J.S : Vous avez le choix entre quatre livres égaux en termes de qualité et d'intérêt. Je n'en préfère aucun, non, vraiment.

Vous comptez votre premier livre pas encore traduit en français dans les quatre ?

J.S. : Mon Dieu, je ne l'avais même pas mis dans la liste, cela fait cinq.

En lisant vos livres, j'ai eu l'impression que vous ne croyez pas en l'amour qui dure...

J.S. : Je crois que vous avez tort. Non, en fait, au contraire, j'en ai une vision très sentimentale : je crois que le véritable amour ne meurt jamais. Bien sûr l'amour n'est jamais égal entre deux personnes, cela n'empêche pas sa durée. La preuve, je suis marié depuis quarante ans et je l'avais été auparavant pendant vingt-cinq. Alors je dois bien croire en quelque chose comme l'amour qui dure.

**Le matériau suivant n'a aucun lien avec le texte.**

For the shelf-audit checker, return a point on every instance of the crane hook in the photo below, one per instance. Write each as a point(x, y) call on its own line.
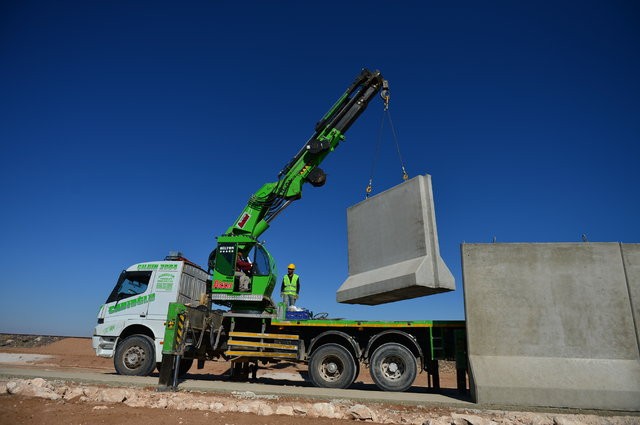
point(385, 94)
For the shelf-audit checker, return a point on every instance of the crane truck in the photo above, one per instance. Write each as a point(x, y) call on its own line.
point(243, 324)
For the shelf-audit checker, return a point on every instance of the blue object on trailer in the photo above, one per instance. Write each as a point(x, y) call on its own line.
point(298, 315)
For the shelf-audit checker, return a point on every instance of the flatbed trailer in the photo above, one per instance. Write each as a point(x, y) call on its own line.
point(334, 349)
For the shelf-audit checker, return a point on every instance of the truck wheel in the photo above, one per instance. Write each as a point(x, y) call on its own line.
point(393, 367)
point(185, 365)
point(332, 366)
point(135, 355)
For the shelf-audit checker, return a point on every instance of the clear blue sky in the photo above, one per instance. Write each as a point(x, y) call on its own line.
point(132, 128)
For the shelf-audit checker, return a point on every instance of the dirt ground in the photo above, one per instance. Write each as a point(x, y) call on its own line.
point(77, 353)
point(35, 411)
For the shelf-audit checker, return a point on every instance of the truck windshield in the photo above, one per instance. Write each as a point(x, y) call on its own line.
point(261, 262)
point(130, 284)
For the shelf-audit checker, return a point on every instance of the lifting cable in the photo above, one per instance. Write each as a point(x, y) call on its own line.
point(385, 112)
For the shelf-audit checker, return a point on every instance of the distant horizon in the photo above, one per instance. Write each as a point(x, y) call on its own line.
point(129, 131)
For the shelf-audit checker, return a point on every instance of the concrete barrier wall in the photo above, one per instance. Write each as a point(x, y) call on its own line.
point(553, 324)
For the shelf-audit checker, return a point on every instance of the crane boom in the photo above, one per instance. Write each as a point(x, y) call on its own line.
point(266, 203)
point(271, 199)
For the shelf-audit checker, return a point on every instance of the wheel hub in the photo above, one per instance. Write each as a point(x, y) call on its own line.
point(332, 368)
point(134, 357)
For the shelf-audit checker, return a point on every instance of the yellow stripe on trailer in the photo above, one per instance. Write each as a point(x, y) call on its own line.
point(262, 345)
point(260, 354)
point(261, 335)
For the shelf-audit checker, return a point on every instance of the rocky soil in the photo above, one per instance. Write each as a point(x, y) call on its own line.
point(37, 401)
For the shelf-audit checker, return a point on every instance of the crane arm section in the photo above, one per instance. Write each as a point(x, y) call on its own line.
point(266, 203)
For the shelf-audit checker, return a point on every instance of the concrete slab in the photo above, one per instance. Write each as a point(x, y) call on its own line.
point(552, 325)
point(393, 247)
point(631, 261)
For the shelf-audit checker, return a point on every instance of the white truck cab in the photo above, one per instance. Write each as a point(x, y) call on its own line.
point(131, 322)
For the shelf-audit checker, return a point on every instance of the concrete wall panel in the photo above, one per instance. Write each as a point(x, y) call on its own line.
point(393, 247)
point(631, 260)
point(551, 325)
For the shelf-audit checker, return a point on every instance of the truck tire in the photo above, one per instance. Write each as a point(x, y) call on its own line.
point(135, 355)
point(393, 367)
point(332, 366)
point(185, 365)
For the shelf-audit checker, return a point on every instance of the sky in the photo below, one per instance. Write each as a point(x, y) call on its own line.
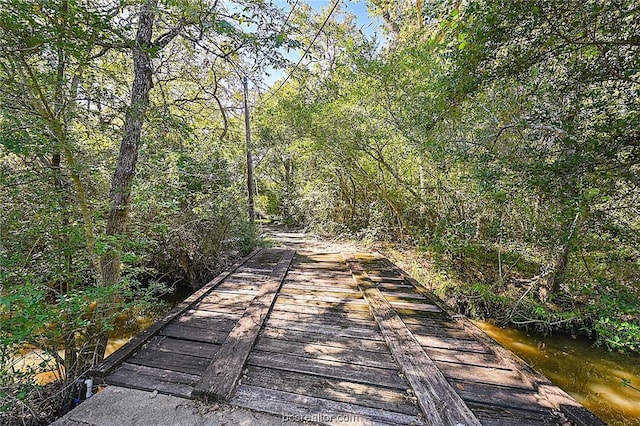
point(368, 25)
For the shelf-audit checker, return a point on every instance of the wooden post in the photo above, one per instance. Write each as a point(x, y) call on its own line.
point(247, 128)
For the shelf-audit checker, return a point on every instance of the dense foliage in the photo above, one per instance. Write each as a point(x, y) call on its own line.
point(501, 138)
point(121, 168)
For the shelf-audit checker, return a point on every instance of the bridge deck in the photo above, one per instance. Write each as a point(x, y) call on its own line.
point(336, 338)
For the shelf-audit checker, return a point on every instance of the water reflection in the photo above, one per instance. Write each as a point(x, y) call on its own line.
point(593, 376)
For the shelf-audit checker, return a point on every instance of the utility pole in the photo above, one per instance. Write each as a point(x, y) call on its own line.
point(247, 132)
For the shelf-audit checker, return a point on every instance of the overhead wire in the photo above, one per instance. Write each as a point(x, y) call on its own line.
point(333, 8)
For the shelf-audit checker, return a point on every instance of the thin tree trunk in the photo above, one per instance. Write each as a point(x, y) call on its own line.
point(552, 281)
point(126, 165)
point(124, 174)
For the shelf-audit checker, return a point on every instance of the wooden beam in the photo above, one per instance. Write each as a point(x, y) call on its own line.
point(440, 403)
point(119, 356)
point(219, 380)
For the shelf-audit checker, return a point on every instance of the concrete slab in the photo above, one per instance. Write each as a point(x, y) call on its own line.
point(121, 406)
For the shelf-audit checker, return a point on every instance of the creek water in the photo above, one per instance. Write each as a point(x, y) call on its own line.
point(607, 383)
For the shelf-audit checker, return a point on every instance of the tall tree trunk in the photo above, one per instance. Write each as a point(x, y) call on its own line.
point(551, 282)
point(122, 180)
point(126, 166)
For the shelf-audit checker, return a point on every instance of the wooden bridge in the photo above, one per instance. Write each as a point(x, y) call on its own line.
point(336, 338)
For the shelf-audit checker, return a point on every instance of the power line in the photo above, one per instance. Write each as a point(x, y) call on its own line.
point(333, 8)
point(286, 21)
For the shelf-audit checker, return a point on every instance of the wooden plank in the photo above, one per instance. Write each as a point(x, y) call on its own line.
point(550, 394)
point(499, 396)
point(150, 379)
point(486, 375)
point(323, 291)
point(212, 314)
point(238, 291)
point(369, 333)
point(221, 376)
point(401, 296)
point(317, 410)
point(170, 361)
point(440, 404)
point(453, 333)
point(320, 282)
point(324, 368)
point(330, 353)
point(194, 334)
point(215, 323)
point(238, 306)
point(331, 389)
point(414, 306)
point(318, 310)
point(324, 339)
point(118, 357)
point(498, 416)
point(328, 299)
point(343, 319)
point(179, 346)
point(464, 358)
point(303, 304)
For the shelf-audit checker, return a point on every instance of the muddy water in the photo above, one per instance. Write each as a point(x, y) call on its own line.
point(593, 376)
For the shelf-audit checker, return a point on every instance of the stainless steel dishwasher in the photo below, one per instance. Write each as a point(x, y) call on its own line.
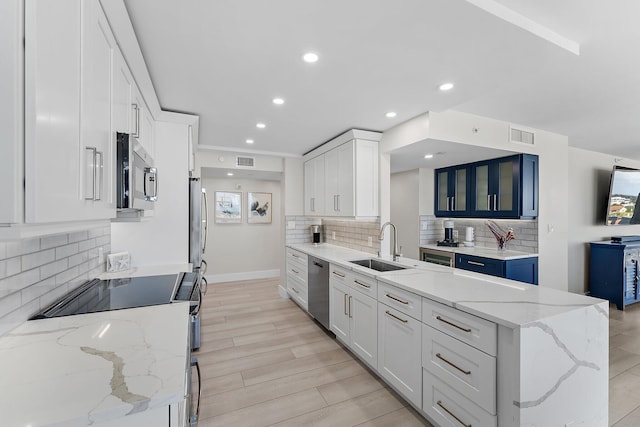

Et rien d'autre, de James Salter, traduit par Marc Amfreville, 368 p., 22 €.
James Salter
 Repères
1925 : Naissance de James A. Horowitz, qui prendra le nom de plume de James Salter.
1942 : Entrée à West Point, le Saint-Cyr américain.
1945 : Pilote de chasse à court de carburant, il pose son avion en catastrophe et s'écrase sur une maison.
1950 : Affecté au Tactical Air Command de Langley (Virginie).
1952 : Volontaire pour la guerre de Corée, où il participe à plus de 100 missions de combat.
1956 : Publie son premier roman (non traduit en français), The Hunter, dont sera tiré un film avec Robert Mitchum.
1957 : Démissionne de l'armée pour se consacrer à l'écriture.
1961 : Publie The Arm Of Flesh rebaptisé en 2000 Cassada.
1967 : A Sport And A Pastime, en français Un sport et un passe-temps.
1975 : Light Years, en français Un bonheur parfait.
1979 : Solo Faces, en français l'Homme des hautes solitudes.
1997 : Burning The Days, en français Une vie à brûler. Mémoires.
2005 : Last Night, en français Bangkok, des nouvelles.
2013 : All That Is, en français Et rien d'autre.
James Salter
L'adieu aux armes ?
Il est d'usage lorsque l'on évoque le dernier roman d'un écrivain qui n'est plus un jeune homme de parler de « livre de la maturité ». On serait tenté, à propos de Et rien d'autre de James Salter de recourir à l'« adieu aux armes ». Non que l'homme ait perdu à 89 ans de son talent et de sa capacité à enchanter le lecteur. Pas plus ne s'agirait-il d'une allusion à son passé de pilote de chasse ayant effectué plus de 100 missions de combat pendant la guerre de Corée. Adieu, donc, parce qu'il y a dans ce livre un tel parfum de nostalgie désenchantée, et surtout un tel concentré d'humanité qu'il sonne à la manière d'un dernier salut à une époque et à un monde. Cet univers, c'est celui de l'édition américaine que l'auteur fréquenta pendant la plus grande partie de sa vie. On y croisera (sous d'autres noms) la plupart des célébrités du monde des lettres du XXe siècle. Mais, et c'est le plus important, on y partagera les joies et les peines d'un individu presque comme un autre. Presque, parce que, avant de devenir un éditeur respecté, Philip Bowman, personnage dans lequel Salter refuse de voir un double, a lui aussi connu les violences de la guerre et en est à jamais resté marqué. Alors d'amours heureuses en amours malheureuses, de succès professionnels en échecs, on s'attachera à cet homme, à ses forces comme à ses faiblesses. La magie d'un style.